No, not at all. Isn’t it great that despite what the people faced in Malawi during the one party era, the people have allowed forgiveness to flow even where the MCP has not seen the need to debate and heal on these issues? I look forward to a day when some great leader shall decide to go back in history, not to punish but to unearth truth for genuine reconciliation, and lead in making Malawians a one people they deserve.

Conclusion
Malawi is undergoing economic challenges, and the MCP say they have a formula to end all this. No one has ever seen that formula; they have never given us that formula, so where is their love for their country if they want to show the best only when they are in power? Isn’t this greed? For me, the ‘good news’ from the Afrobarometer Report should not be a substitute for not working hard to convince Malawians they mean good for them all. The Malawi Congress Party should not be carried away by a Survey involving a small percentage of the population and for a period December (2016) to early January (2017). It must stop the internal wrangles, and shouldn’t be cheated that internal wrangles are healthy for our democracy, for that is a dangerous excuse, sheer dereliction of duty, an excuse not to commit themselves. The MCP must visit us in the Eastern Region; visit us in the Southern Region; visit my in-laws in the North. The MCP must teach its people to accommodate dissent. They must show us they understand their past, and are ready to engage it to make a great single future for all Malawians. The MCP must allow the widest of debates, check against jungle justice by her boys and girls who mistake dissent for enmity, those who call critics nkholokolo, a newer version of the same old kapirikoni or traitor. They must practise openness (Open Government and all its 42 standards) to the highest degree, do away with recycled politicians, and embrace modernity and reconciliation to change our perception. Otherwise, thank you very much, Sir—better the devil I know, Sir. This is not to say I do not love the Malawi Congress Party, for I do—it has been instrumental in checking against abuse of power ever since the birth of multiparty democracy in 1993 though it has always failed to take advantage of the nature of its birth (national) to embrace as much diversity as possible to turn itself a truly liberal national party.

Debate on public issues should be uninhibited, robust, and wide open, and that . . . may well include vehement, caustic, and sometimes unpleasantly sharp attacks on government and public officials.—William Joseph Brennan Jr (American Judge)

References
ACBF Operations Research (2007) Institutional Frameworks for Addressing Public Sector Corruption in Africa: Mandate, Performance, Challenges and Capacity Needs. Harare: The African Capacity Building Foundation.

Chimombo, Steve (1999) “Artists, Truth, and Reconciliation” Moira Chimombo (ed) Lessons in Hope: Education for Democracy in Malawi, Past, Present, Future. National Initiative for Civic Education (NICE) Series No 1. Zomba: Chancellor College Publications.

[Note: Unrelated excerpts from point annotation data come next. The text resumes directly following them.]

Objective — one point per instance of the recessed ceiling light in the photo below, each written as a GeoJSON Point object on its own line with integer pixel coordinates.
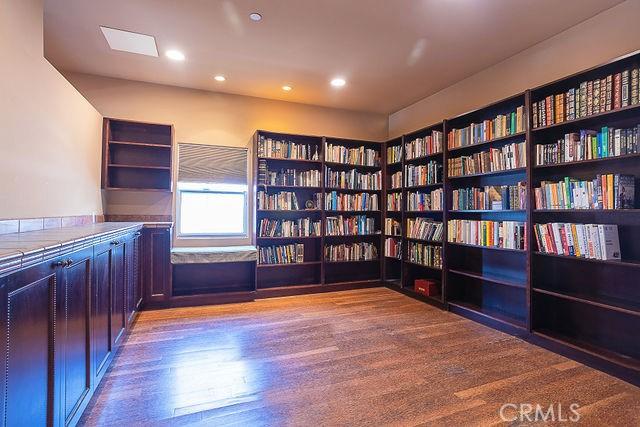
{"type": "Point", "coordinates": [126, 41]}
{"type": "Point", "coordinates": [176, 55]}
{"type": "Point", "coordinates": [338, 82]}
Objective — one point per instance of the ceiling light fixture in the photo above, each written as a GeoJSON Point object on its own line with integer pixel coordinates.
{"type": "Point", "coordinates": [176, 55]}
{"type": "Point", "coordinates": [338, 82]}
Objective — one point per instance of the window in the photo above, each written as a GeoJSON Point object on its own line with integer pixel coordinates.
{"type": "Point", "coordinates": [212, 191]}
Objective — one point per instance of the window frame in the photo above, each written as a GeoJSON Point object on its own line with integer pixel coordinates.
{"type": "Point", "coordinates": [245, 214]}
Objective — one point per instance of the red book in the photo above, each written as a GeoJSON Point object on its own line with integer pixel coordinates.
{"type": "Point", "coordinates": [426, 287]}
{"type": "Point", "coordinates": [617, 87]}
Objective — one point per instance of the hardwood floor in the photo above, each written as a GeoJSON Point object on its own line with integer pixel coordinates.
{"type": "Point", "coordinates": [364, 357]}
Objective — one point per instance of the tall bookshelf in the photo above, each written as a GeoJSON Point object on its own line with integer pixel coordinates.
{"type": "Point", "coordinates": [592, 306]}
{"type": "Point", "coordinates": [392, 206]}
{"type": "Point", "coordinates": [487, 282]}
{"type": "Point", "coordinates": [313, 271]}
{"type": "Point", "coordinates": [413, 267]}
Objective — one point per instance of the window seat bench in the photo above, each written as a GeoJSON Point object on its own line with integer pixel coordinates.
{"type": "Point", "coordinates": [213, 274]}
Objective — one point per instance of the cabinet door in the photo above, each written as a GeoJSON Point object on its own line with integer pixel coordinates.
{"type": "Point", "coordinates": [133, 277]}
{"type": "Point", "coordinates": [29, 314]}
{"type": "Point", "coordinates": [75, 371]}
{"type": "Point", "coordinates": [101, 310]}
{"type": "Point", "coordinates": [157, 264]}
{"type": "Point", "coordinates": [119, 279]}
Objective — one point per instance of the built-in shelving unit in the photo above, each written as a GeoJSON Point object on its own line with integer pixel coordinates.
{"type": "Point", "coordinates": [137, 156]}
{"type": "Point", "coordinates": [314, 272]}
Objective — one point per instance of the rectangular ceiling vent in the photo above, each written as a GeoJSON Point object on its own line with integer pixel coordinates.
{"type": "Point", "coordinates": [126, 41]}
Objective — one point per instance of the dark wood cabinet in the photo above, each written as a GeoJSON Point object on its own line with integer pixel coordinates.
{"type": "Point", "coordinates": [118, 282]}
{"type": "Point", "coordinates": [29, 314]}
{"type": "Point", "coordinates": [157, 265]}
{"type": "Point", "coordinates": [101, 309]}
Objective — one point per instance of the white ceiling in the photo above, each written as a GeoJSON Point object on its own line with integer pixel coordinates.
{"type": "Point", "coordinates": [392, 52]}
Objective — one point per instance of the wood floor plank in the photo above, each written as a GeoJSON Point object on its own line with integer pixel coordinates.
{"type": "Point", "coordinates": [363, 357]}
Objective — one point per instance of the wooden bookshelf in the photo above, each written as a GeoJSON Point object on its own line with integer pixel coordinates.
{"type": "Point", "coordinates": [315, 274]}
{"type": "Point", "coordinates": [136, 156]}
{"type": "Point", "coordinates": [589, 306]}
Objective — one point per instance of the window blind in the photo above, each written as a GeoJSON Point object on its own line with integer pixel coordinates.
{"type": "Point", "coordinates": [212, 163]}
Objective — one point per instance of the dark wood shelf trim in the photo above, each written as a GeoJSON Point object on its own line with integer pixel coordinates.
{"type": "Point", "coordinates": [589, 301]}
{"type": "Point", "coordinates": [484, 143]}
{"type": "Point", "coordinates": [492, 279]}
{"type": "Point", "coordinates": [488, 247]}
{"type": "Point", "coordinates": [588, 161]}
{"type": "Point", "coordinates": [623, 263]}
{"type": "Point", "coordinates": [162, 168]}
{"type": "Point", "coordinates": [494, 173]}
{"type": "Point", "coordinates": [140, 144]}
{"type": "Point", "coordinates": [591, 117]}
{"type": "Point", "coordinates": [292, 264]}
{"type": "Point", "coordinates": [282, 159]}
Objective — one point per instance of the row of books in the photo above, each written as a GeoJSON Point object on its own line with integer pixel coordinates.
{"type": "Point", "coordinates": [284, 200]}
{"type": "Point", "coordinates": [424, 229]}
{"type": "Point", "coordinates": [427, 255]}
{"type": "Point", "coordinates": [420, 147]}
{"type": "Point", "coordinates": [491, 197]}
{"type": "Point", "coordinates": [392, 227]}
{"type": "Point", "coordinates": [511, 156]}
{"type": "Point", "coordinates": [589, 97]}
{"type": "Point", "coordinates": [394, 202]}
{"type": "Point", "coordinates": [282, 149]}
{"type": "Point", "coordinates": [360, 156]}
{"type": "Point", "coordinates": [588, 145]}
{"type": "Point", "coordinates": [501, 126]}
{"type": "Point", "coordinates": [354, 180]}
{"type": "Point", "coordinates": [431, 173]}
{"type": "Point", "coordinates": [593, 241]}
{"type": "Point", "coordinates": [432, 201]}
{"type": "Point", "coordinates": [603, 192]}
{"type": "Point", "coordinates": [394, 154]}
{"type": "Point", "coordinates": [335, 201]}
{"type": "Point", "coordinates": [362, 251]}
{"type": "Point", "coordinates": [350, 226]}
{"type": "Point", "coordinates": [281, 254]}
{"type": "Point", "coordinates": [392, 248]}
{"type": "Point", "coordinates": [307, 178]}
{"type": "Point", "coordinates": [396, 180]}
{"type": "Point", "coordinates": [300, 227]}
{"type": "Point", "coordinates": [498, 234]}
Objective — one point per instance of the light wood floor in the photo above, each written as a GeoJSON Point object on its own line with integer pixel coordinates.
{"type": "Point", "coordinates": [366, 357]}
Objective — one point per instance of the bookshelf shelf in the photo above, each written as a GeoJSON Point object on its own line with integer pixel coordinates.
{"type": "Point", "coordinates": [486, 143]}
{"type": "Point", "coordinates": [489, 278]}
{"type": "Point", "coordinates": [495, 173]}
{"type": "Point", "coordinates": [492, 248]}
{"type": "Point", "coordinates": [591, 119]}
{"type": "Point", "coordinates": [611, 159]}
{"type": "Point", "coordinates": [623, 263]}
{"type": "Point", "coordinates": [316, 273]}
{"type": "Point", "coordinates": [136, 156]}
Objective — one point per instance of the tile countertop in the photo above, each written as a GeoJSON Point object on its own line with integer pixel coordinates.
{"type": "Point", "coordinates": [22, 249]}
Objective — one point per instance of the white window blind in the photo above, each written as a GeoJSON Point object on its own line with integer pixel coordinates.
{"type": "Point", "coordinates": [212, 163]}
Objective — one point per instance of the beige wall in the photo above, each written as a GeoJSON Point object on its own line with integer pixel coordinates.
{"type": "Point", "coordinates": [50, 135]}
{"type": "Point", "coordinates": [607, 35]}
{"type": "Point", "coordinates": [212, 118]}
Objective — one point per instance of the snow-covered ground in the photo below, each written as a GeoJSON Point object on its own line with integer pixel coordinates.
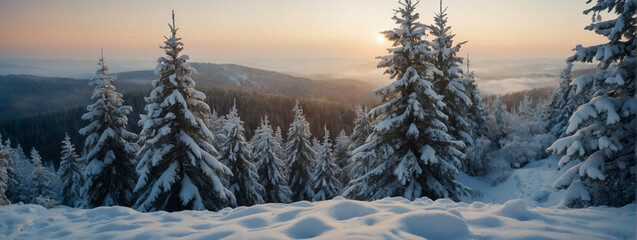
{"type": "Point", "coordinates": [533, 184]}
{"type": "Point", "coordinates": [522, 207]}
{"type": "Point", "coordinates": [390, 218]}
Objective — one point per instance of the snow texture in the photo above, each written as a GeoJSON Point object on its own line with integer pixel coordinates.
{"type": "Point", "coordinates": [389, 218]}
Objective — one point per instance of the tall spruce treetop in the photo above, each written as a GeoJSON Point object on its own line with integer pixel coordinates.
{"type": "Point", "coordinates": [301, 157]}
{"type": "Point", "coordinates": [236, 153]}
{"type": "Point", "coordinates": [450, 84]}
{"type": "Point", "coordinates": [601, 133]}
{"type": "Point", "coordinates": [416, 156]}
{"type": "Point", "coordinates": [109, 176]}
{"type": "Point", "coordinates": [178, 168]}
{"type": "Point", "coordinates": [269, 166]}
{"type": "Point", "coordinates": [70, 172]}
{"type": "Point", "coordinates": [326, 185]}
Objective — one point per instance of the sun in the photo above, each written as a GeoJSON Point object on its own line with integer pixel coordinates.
{"type": "Point", "coordinates": [381, 39]}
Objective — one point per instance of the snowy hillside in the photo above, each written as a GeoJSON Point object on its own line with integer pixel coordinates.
{"type": "Point", "coordinates": [390, 218]}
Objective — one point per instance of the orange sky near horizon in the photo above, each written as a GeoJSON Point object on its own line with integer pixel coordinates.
{"type": "Point", "coordinates": [281, 28]}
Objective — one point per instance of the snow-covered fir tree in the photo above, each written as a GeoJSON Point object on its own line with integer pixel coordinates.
{"type": "Point", "coordinates": [415, 155]}
{"type": "Point", "coordinates": [362, 129]}
{"type": "Point", "coordinates": [449, 83]}
{"type": "Point", "coordinates": [269, 166]}
{"type": "Point", "coordinates": [601, 134]}
{"type": "Point", "coordinates": [109, 176]}
{"type": "Point", "coordinates": [561, 104]}
{"type": "Point", "coordinates": [301, 158]}
{"type": "Point", "coordinates": [5, 154]}
{"type": "Point", "coordinates": [70, 173]}
{"type": "Point", "coordinates": [278, 137]}
{"type": "Point", "coordinates": [178, 168]}
{"type": "Point", "coordinates": [236, 153]}
{"type": "Point", "coordinates": [326, 184]}
{"type": "Point", "coordinates": [476, 115]}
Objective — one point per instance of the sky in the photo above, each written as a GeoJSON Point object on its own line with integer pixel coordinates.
{"type": "Point", "coordinates": [227, 31]}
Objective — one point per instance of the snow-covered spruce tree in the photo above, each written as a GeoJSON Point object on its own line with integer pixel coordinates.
{"type": "Point", "coordinates": [415, 155]}
{"type": "Point", "coordinates": [269, 166]}
{"type": "Point", "coordinates": [561, 105]}
{"type": "Point", "coordinates": [5, 154]}
{"type": "Point", "coordinates": [109, 176]}
{"type": "Point", "coordinates": [301, 157]}
{"type": "Point", "coordinates": [326, 184]}
{"type": "Point", "coordinates": [70, 173]}
{"type": "Point", "coordinates": [601, 133]}
{"type": "Point", "coordinates": [362, 129]}
{"type": "Point", "coordinates": [278, 137]}
{"type": "Point", "coordinates": [178, 168]}
{"type": "Point", "coordinates": [236, 153]}
{"type": "Point", "coordinates": [449, 83]}
{"type": "Point", "coordinates": [476, 114]}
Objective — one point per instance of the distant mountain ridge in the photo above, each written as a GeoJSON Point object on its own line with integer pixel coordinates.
{"type": "Point", "coordinates": [25, 95]}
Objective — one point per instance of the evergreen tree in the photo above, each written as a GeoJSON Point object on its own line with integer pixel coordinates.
{"type": "Point", "coordinates": [448, 83]}
{"type": "Point", "coordinates": [476, 114]}
{"type": "Point", "coordinates": [269, 166]}
{"type": "Point", "coordinates": [416, 156]}
{"type": "Point", "coordinates": [178, 168]}
{"type": "Point", "coordinates": [326, 184]}
{"type": "Point", "coordinates": [601, 133]}
{"type": "Point", "coordinates": [278, 137]}
{"type": "Point", "coordinates": [42, 182]}
{"type": "Point", "coordinates": [300, 157]}
{"type": "Point", "coordinates": [236, 153]}
{"type": "Point", "coordinates": [5, 153]}
{"type": "Point", "coordinates": [109, 176]}
{"type": "Point", "coordinates": [70, 173]}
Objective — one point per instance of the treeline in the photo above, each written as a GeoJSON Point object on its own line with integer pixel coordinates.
{"type": "Point", "coordinates": [45, 130]}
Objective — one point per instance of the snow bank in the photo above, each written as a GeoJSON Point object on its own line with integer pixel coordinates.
{"type": "Point", "coordinates": [389, 218]}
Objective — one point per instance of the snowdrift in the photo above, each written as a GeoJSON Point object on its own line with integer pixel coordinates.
{"type": "Point", "coordinates": [390, 218]}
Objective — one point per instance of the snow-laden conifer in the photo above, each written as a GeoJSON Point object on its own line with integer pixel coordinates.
{"type": "Point", "coordinates": [109, 176]}
{"type": "Point", "coordinates": [70, 173]}
{"type": "Point", "coordinates": [178, 168]}
{"type": "Point", "coordinates": [449, 83]}
{"type": "Point", "coordinates": [269, 166]}
{"type": "Point", "coordinates": [301, 158]}
{"type": "Point", "coordinates": [415, 155]}
{"type": "Point", "coordinates": [326, 184]}
{"type": "Point", "coordinates": [236, 153]}
{"type": "Point", "coordinates": [600, 137]}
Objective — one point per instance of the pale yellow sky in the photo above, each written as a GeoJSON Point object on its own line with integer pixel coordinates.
{"type": "Point", "coordinates": [281, 28]}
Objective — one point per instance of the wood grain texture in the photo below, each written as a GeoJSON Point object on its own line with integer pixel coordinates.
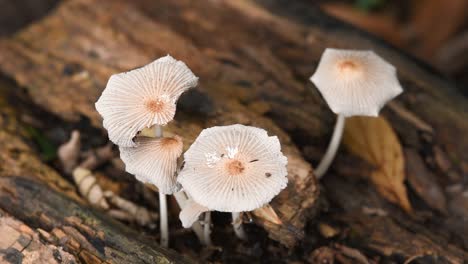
{"type": "Point", "coordinates": [254, 59]}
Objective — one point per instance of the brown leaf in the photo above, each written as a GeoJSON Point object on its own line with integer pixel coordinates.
{"type": "Point", "coordinates": [267, 213]}
{"type": "Point", "coordinates": [374, 140]}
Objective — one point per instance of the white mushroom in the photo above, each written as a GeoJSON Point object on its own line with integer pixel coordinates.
{"type": "Point", "coordinates": [69, 152]}
{"type": "Point", "coordinates": [143, 97]}
{"type": "Point", "coordinates": [154, 161]}
{"type": "Point", "coordinates": [353, 83]}
{"type": "Point", "coordinates": [234, 169]}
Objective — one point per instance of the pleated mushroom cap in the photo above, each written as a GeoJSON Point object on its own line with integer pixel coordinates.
{"type": "Point", "coordinates": [154, 161]}
{"type": "Point", "coordinates": [234, 168]}
{"type": "Point", "coordinates": [356, 82]}
{"type": "Point", "coordinates": [143, 97]}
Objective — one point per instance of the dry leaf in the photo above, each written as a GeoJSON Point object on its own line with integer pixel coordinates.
{"type": "Point", "coordinates": [267, 213]}
{"type": "Point", "coordinates": [374, 140]}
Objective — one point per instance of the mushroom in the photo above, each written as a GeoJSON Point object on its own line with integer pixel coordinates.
{"type": "Point", "coordinates": [233, 169]}
{"type": "Point", "coordinates": [143, 97]}
{"type": "Point", "coordinates": [353, 83]}
{"type": "Point", "coordinates": [154, 161]}
{"type": "Point", "coordinates": [69, 152]}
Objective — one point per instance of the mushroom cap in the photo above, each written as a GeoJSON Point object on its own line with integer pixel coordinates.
{"type": "Point", "coordinates": [143, 97]}
{"type": "Point", "coordinates": [234, 168]}
{"type": "Point", "coordinates": [154, 161]}
{"type": "Point", "coordinates": [356, 82]}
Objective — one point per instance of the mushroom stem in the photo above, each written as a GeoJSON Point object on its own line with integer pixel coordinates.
{"type": "Point", "coordinates": [182, 200]}
{"type": "Point", "coordinates": [332, 147]}
{"type": "Point", "coordinates": [207, 229]}
{"type": "Point", "coordinates": [158, 133]}
{"type": "Point", "coordinates": [164, 224]}
{"type": "Point", "coordinates": [237, 224]}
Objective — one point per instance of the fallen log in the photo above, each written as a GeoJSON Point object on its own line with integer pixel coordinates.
{"type": "Point", "coordinates": [255, 72]}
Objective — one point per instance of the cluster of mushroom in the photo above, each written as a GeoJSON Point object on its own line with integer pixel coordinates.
{"type": "Point", "coordinates": [232, 168]}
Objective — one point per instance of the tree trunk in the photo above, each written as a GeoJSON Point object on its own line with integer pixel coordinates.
{"type": "Point", "coordinates": [253, 59]}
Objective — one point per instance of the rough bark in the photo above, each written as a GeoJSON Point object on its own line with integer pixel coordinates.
{"type": "Point", "coordinates": [253, 59]}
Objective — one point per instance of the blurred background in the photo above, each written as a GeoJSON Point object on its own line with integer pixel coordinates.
{"type": "Point", "coordinates": [435, 31]}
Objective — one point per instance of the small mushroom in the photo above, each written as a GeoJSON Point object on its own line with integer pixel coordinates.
{"type": "Point", "coordinates": [69, 152]}
{"type": "Point", "coordinates": [219, 173]}
{"type": "Point", "coordinates": [154, 161]}
{"type": "Point", "coordinates": [143, 97]}
{"type": "Point", "coordinates": [353, 83]}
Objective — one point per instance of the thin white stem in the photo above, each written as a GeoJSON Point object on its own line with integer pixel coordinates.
{"type": "Point", "coordinates": [238, 228]}
{"type": "Point", "coordinates": [163, 218]}
{"type": "Point", "coordinates": [182, 199]}
{"type": "Point", "coordinates": [332, 147]}
{"type": "Point", "coordinates": [207, 229]}
{"type": "Point", "coordinates": [164, 223]}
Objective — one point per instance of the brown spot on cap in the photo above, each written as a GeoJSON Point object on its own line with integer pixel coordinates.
{"type": "Point", "coordinates": [348, 65]}
{"type": "Point", "coordinates": [235, 167]}
{"type": "Point", "coordinates": [155, 105]}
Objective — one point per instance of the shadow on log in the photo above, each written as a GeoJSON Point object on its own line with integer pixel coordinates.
{"type": "Point", "coordinates": [254, 59]}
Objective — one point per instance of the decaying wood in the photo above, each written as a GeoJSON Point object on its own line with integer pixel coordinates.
{"type": "Point", "coordinates": [252, 71]}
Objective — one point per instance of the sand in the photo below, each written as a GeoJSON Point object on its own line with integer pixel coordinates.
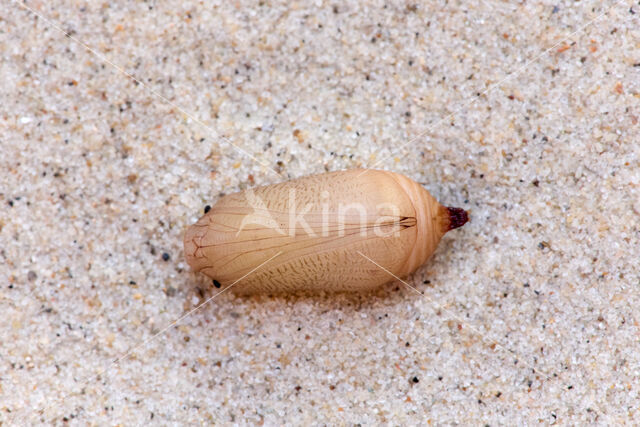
{"type": "Point", "coordinates": [524, 114]}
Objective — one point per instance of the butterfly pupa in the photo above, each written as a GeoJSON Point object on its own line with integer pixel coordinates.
{"type": "Point", "coordinates": [319, 233]}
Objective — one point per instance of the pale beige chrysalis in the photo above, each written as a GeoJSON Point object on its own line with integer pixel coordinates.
{"type": "Point", "coordinates": [321, 225]}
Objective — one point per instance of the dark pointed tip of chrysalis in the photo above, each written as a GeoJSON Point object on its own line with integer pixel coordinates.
{"type": "Point", "coordinates": [457, 217]}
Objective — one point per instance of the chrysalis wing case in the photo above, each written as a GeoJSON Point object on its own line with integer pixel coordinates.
{"type": "Point", "coordinates": [317, 229]}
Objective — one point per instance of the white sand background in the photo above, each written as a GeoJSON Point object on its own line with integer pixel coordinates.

Macjessie-Mbewe, Samson LW (1999). “Power versus Authority in the Democratic Malawian Classroom” Moira Chimombo (ed) Lessons in Hope: Education for Democracy in Malawi, Past, Present, Future. National Initiative for Civic Education (NICE) Series No 1. Zomba: Chancellor College Publications.

Shepperson, George and Price, Thomas (1958 and 2000) Independent African: John Chilembwe and the Nyasaland Rising of 1915. Zomba: Kachere Monograph No 13/CLAIM.